• James Somerton

Love, Victor: Disney's Gay Step-Child

In April in 2019, Disney made a big, splashy announcement for their new streaming service, Disney+; where you’d get to watch everything (well almost everything) that Disney owns! Marvel! Star Wars! Pixar! Princesses! National Geographic. And Jeff Goldblum!

They were also very excited to announce that Love, Simon (the sleeper hit movie from Fox about a gay teen) would be turned into a streaming series. Gay Twitter and the gay press went wild with the news that Disney would finally be throwing some real LGBT representation out there. Not just two men dancing in Beauty and the Beast… or two (potentially) lesbian moms in Finding Dory… Or a quick mention in a Marvel movie (that could easily be edited out for foreign audiences). A real, honest to goodness, Disney-produced TV show about a gay teenager.

The show was nowhere to be seen when Disney+ launched this past fall. Of course, there wasn’t a whole lot to be seen in general besides The Mandalorian and some Disney movies we’d all seen a hundred times.

No, the real meat would come later. But they made sure to advertise as much content as possible upfront to lock in as many people as possible. Unlike competitors such as Netflix, you could sign up for Disney+ on an annual basis. And they pushed that particular subscription. Hard. Disney could make a year's worth of Subscriber money… without all the hassle of turning out regular content.

And a lot of people signed up for that annual subscription. A lot of queer people too; particularly excited for the Love, Simon show and other LGBT content that Disney+ would surely provide.

Well, it’s been a few months. Disney+ has been in a bit of a slump since The Mandalorian ended, and many people who chose the month-to-month subscription model have unsubscribed until Disney+ comes out with something worth paying for.

And now, almost a year later, we finally have some news about the Love, Simon show! First of all, it’s called Love, Victor (Different main character. That’s cool). And there’s a planned release date of sometime in June. Pride month!


It’s won’t be on Disney+. It will be on Hulu instead. Why? Well, Deadline reports that Disney likely decided the show "may not be appropriate for families to watch with their young kids." Because it includes “scenes involving alcohol, marital issues and sexual exploration.”

(I should remind you here that The Simpsons is still available on Disney+. With plenty of alcohol, marital issues, and sexual exploration)

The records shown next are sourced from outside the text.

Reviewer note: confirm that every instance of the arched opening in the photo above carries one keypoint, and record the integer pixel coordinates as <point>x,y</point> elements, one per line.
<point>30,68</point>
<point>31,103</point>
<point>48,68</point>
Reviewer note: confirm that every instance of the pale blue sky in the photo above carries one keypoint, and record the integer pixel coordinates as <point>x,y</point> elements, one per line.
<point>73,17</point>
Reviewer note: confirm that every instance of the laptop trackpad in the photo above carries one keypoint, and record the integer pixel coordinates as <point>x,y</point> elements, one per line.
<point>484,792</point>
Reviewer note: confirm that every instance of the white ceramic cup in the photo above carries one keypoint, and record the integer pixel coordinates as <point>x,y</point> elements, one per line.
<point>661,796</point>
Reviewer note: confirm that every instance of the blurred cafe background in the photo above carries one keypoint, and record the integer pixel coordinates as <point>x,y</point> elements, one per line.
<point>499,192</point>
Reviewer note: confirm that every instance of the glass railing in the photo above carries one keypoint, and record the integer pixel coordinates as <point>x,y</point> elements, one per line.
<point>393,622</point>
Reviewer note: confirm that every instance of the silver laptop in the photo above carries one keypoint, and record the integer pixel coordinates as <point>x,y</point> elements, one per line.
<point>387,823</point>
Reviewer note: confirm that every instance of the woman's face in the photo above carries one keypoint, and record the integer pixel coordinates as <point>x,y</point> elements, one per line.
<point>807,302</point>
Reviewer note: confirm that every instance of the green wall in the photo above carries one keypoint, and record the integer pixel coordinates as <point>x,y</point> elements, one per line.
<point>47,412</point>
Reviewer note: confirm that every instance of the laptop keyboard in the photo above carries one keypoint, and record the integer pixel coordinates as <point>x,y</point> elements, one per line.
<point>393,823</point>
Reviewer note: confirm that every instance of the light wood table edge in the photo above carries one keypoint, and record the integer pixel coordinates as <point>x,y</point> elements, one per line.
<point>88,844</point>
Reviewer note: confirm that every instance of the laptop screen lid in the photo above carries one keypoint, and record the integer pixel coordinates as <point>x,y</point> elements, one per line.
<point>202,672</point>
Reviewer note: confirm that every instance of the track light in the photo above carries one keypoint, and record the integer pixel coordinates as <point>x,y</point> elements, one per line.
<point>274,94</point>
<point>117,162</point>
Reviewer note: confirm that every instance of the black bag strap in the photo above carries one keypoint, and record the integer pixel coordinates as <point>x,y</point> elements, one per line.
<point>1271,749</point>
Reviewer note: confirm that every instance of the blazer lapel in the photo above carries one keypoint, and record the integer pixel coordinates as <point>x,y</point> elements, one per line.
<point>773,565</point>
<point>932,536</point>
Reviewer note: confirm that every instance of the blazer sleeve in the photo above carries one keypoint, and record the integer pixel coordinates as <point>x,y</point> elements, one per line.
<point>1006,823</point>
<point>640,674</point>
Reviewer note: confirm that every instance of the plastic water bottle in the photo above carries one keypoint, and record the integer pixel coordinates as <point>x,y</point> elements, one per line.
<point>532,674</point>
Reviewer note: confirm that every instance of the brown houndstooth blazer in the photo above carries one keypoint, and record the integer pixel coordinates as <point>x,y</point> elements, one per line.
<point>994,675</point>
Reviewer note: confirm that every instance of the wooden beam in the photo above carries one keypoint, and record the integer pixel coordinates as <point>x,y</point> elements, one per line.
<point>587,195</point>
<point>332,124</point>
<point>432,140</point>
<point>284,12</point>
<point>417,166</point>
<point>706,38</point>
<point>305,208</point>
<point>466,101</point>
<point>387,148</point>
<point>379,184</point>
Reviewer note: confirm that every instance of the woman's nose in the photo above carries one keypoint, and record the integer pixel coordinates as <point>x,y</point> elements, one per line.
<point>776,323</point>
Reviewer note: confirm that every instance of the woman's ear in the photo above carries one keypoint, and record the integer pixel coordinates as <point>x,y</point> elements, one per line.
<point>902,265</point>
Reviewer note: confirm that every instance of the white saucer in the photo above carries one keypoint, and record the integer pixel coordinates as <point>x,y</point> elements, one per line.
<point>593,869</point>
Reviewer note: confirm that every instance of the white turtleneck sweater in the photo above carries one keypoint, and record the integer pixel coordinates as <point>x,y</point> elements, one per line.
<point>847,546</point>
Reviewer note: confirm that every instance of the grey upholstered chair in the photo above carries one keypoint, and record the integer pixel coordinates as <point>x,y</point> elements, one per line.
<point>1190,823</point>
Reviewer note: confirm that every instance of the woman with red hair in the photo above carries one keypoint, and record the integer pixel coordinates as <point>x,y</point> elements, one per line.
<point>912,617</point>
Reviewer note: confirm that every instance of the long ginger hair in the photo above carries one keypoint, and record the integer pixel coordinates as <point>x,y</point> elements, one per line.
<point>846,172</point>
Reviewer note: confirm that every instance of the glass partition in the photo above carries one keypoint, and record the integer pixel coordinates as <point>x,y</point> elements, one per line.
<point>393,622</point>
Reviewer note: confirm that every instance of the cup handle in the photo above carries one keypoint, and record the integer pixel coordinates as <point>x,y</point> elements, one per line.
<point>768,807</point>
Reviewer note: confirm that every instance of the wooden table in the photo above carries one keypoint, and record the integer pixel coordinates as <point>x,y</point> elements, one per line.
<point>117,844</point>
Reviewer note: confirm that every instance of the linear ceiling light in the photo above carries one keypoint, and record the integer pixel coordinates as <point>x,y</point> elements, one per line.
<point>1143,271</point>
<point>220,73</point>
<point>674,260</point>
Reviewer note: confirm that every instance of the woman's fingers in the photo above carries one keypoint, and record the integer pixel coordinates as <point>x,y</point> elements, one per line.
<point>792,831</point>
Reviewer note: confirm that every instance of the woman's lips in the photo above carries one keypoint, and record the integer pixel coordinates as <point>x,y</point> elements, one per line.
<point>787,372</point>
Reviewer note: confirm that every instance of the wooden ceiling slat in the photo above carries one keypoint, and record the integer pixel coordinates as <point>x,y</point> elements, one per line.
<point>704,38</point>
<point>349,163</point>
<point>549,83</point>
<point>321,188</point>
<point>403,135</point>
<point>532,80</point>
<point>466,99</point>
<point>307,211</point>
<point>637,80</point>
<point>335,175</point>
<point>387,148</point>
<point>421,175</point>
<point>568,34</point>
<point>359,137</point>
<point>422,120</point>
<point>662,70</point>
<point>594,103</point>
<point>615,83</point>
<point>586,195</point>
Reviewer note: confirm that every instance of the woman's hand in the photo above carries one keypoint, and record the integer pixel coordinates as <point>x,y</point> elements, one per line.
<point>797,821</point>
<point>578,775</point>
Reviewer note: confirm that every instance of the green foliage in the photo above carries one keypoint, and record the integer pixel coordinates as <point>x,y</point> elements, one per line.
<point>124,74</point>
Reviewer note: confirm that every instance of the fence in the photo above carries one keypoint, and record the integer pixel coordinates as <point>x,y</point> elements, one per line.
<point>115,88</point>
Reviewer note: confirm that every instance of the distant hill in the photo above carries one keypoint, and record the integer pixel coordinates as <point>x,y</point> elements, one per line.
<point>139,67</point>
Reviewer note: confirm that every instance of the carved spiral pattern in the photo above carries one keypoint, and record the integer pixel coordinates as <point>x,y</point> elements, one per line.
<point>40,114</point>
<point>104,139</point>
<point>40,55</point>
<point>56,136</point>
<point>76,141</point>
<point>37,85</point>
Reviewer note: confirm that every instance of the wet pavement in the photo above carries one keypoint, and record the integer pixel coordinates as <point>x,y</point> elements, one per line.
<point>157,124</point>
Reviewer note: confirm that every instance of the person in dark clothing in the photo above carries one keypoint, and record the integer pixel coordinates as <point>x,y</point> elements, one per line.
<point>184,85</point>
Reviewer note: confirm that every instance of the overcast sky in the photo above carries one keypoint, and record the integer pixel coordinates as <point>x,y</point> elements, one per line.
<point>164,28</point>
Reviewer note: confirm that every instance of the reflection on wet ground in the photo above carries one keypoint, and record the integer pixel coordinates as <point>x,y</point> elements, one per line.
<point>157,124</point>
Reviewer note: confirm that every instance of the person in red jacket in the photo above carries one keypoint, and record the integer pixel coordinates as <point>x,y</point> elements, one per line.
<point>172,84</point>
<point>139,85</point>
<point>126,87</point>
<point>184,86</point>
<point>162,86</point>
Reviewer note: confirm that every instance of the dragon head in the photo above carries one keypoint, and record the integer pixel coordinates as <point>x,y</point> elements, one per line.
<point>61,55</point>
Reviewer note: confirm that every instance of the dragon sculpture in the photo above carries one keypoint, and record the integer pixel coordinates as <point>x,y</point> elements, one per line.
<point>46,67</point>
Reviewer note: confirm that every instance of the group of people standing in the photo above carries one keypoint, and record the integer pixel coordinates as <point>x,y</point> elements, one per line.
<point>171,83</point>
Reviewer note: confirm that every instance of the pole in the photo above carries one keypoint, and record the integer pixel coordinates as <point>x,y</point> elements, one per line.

So, once again, Disney has done the absolute least possible to appeal to the LGBT audience, make a buck off of doing it… and this time not even give us the scraps we’re used to. And it’s not even the first time they’ve done it! High Fidelity was a show also produced for Disney+ but only made available on Hulu. Also due to queer content.

Disney has always held its gay audience at arm's length. Whether it be the gay-baiting of Stucky, Finn & Poe, or Elsa... the barely-there representation of Beauty and the Beast, Avengers: Endgame, and Finding Dory (all either easily deniable or just a quick cut for foreign audiences)... or the obvious queer-coding of animated villains... Disney has kept its gay audience tagging along, hoping against hope for some real representation. Not just "Gay Days" at Disneyland, but real representation.

But now promoting a show with a queer lead when you first launch your streaming service, going through the writing and production phase... and only now deciding its not okay for Disney+? That rings of cowardice, if not full-on manipulation. Getting gay people who may not have been excited for Star Wars to sign up early for Disney+ by promising them a show, and then yanking the rug out from under them once you've got their money.

And one needs to ask... what would it have meant for a generation of queer kids to see a show representing them... on a Disney platform? You don't get much more mainstream than Disney! That might have given hope to queer kids who are held down by their homophobic family or community. And while many queer youth avoided Love, Simon in theatres for fear of being spotted seeing a "gay movie"... this TV sequel could have allowed them to take in a cute, gay teen comedy from the comfort of their own laptop or phone. But not now.

Families across the continent signed up for Disney+ so; Love, Victor would have been available to potentially hundreds of thousands of queer kids. But Hulu isn't in nearly as many homes. Isn't nearly as mainstream. Disney had the opportunity to say to those gay kids: "Your stories are as good as anyone else's". But now, by shafting it over to Hulu, The Mouse has unequivocably said: "You don't belong here."